Hi ,I am in a place in my mind as to move to thailand on a part time basis,I don't want to buy a place to live I want to suck it and see for a while to see if it is me or not. i would like some insite into renting longterm in say Phuket or surrounding area.Is it better to rent 3 months or maybe 12 months and how much a better deal i should expect for longterm 
thanks wazza


----------



## Guest (Apr 4, 2010)

wazza said:


> Hi ,I am in a place in my mind as to move to thailand on a part time basis,I don't want to buy a place to live I want to suck it and see for a while to see if it is me or not. i would like some insite into renting longterm in say Phuket or surrounding area.Is it better to rent 3 months or maybe 12 months and how much a better deal i should expect for longterm
> thanks wazza


Hi - assume you have looked into all the visa requirements and restrictions for long-term stays?

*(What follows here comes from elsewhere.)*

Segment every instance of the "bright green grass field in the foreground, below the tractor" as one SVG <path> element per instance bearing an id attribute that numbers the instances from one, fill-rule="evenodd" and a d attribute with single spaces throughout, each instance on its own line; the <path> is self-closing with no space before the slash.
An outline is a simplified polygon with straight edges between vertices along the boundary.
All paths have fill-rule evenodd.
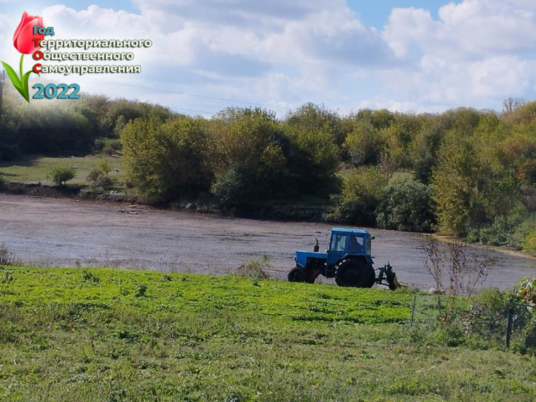
<path id="1" fill-rule="evenodd" d="M 411 293 L 0 269 L 0 400 L 534 401 L 536 358 L 407 327 Z"/>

Anyway, renting is pretty simple and yes an apartment or house rented on a monthly basis can work out pretty cheap. Not seen a big difference between rates for a 3 month and 1 year contract though.

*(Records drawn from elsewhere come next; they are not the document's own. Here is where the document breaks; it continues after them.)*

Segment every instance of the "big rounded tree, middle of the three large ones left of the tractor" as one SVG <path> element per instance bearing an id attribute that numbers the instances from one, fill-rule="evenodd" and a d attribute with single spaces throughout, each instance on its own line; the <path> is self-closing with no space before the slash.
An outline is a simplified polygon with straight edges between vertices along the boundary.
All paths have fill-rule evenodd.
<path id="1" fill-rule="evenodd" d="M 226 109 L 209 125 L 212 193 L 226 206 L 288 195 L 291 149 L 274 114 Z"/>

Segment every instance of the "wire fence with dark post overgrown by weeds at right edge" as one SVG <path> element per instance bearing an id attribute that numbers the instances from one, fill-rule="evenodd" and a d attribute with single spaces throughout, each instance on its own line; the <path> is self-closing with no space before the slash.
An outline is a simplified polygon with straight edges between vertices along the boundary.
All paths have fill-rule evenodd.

They usually require a month's deposit. I wouldn't offer to pay the full term up front. I've seen some landlords take big advantage of this to try to 'encourage' tenants to leave early.

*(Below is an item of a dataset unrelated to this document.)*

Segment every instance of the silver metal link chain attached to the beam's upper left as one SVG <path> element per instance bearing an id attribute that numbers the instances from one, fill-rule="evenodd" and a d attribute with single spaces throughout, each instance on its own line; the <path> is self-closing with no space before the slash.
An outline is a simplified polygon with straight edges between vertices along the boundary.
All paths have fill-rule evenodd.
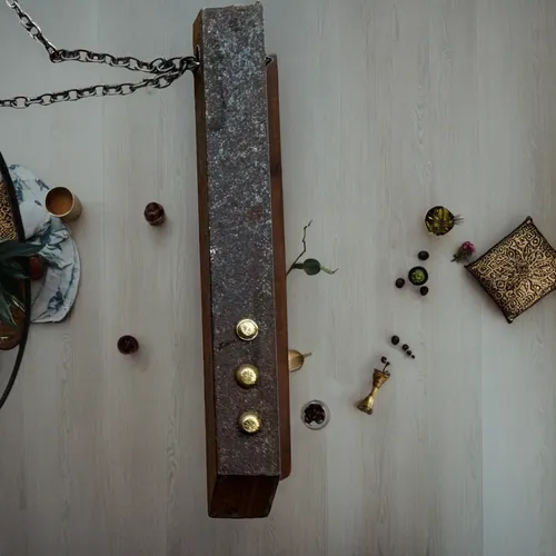
<path id="1" fill-rule="evenodd" d="M 67 89 L 59 92 L 47 92 L 38 97 L 18 96 L 10 99 L 0 99 L 0 108 L 28 108 L 30 106 L 50 106 L 56 102 L 72 102 L 90 97 L 110 97 L 115 95 L 131 95 L 132 92 L 152 87 L 155 89 L 166 89 L 179 79 L 186 71 L 195 71 L 199 67 L 199 61 L 195 56 L 176 57 L 170 59 L 156 58 L 150 62 L 139 60 L 132 56 L 116 57 L 106 52 L 95 52 L 86 49 L 66 50 L 57 49 L 44 37 L 40 27 L 26 13 L 18 0 L 6 0 L 19 18 L 19 22 L 26 31 L 38 42 L 40 42 L 50 61 L 53 63 L 75 61 L 83 63 L 105 63 L 112 68 L 125 68 L 130 71 L 141 71 L 156 77 L 146 78 L 139 82 L 120 85 L 95 85 L 80 89 Z"/>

No point in trying to find somewhere before you get to Phuket. There's loads of availability. Get a room in a guest house for a week or two while you find the right place to rent.


----------



## wazza (Apr 4, 2010)

frogblogger said:


> Hi - assume you have looked into all the visa requirements and restrictions for long-term stays?
> 
> Anyway, renting is pretty simple and yes an apartment or house rented on a monthly basis can work out pretty cheap. Not seen a big difference between rates for a 3 month and 1 year contract though.
> 
> ...


frogbloger 
thanks , I have looked at all the criteria for long term visa,and from my end its not to hard to do just time and timeing..I am leaving tomorrow for phuket and i am doing the look and see thing for a month ;can you recomend anywhere were i can meet some expats or alike and sit and talk and get inside info;
thanks again
Wazza


----------



## Guest (Apr 5, 2010)

Sorry, Phuket's the wrong end of Thailand for me, I've been based up in Chiang Mai. But there are plenty of expats in Phuket, it won't take long to find out their haunts by asking qround the bars. Have a good trip, best of luck with your plans...


----------



## wazza (Apr 4, 2010)

frogblogger said:


> Sorry, Phuket's the wrong end of Thailand for me, I've been based up in Chiang Mai. But there are plenty of expats in Phuket, it won't take long to find out their haunts by asking qround the bars. Have a good trip, best of luck with your plans...


thanks wazza


----------



## KhwaamLap (Feb 29, 2008)

Yep, pretty much agree with FB. Though sometimes harder to find rents less than 6 months without getting a price hike (they think you're a holiday maker, thus can afford a years rent per month!). Also I have found they want at least 2 months deposit these days. Thais always get better deals, unless they know a farang is going to stay.

PS: Why Phuket?


----------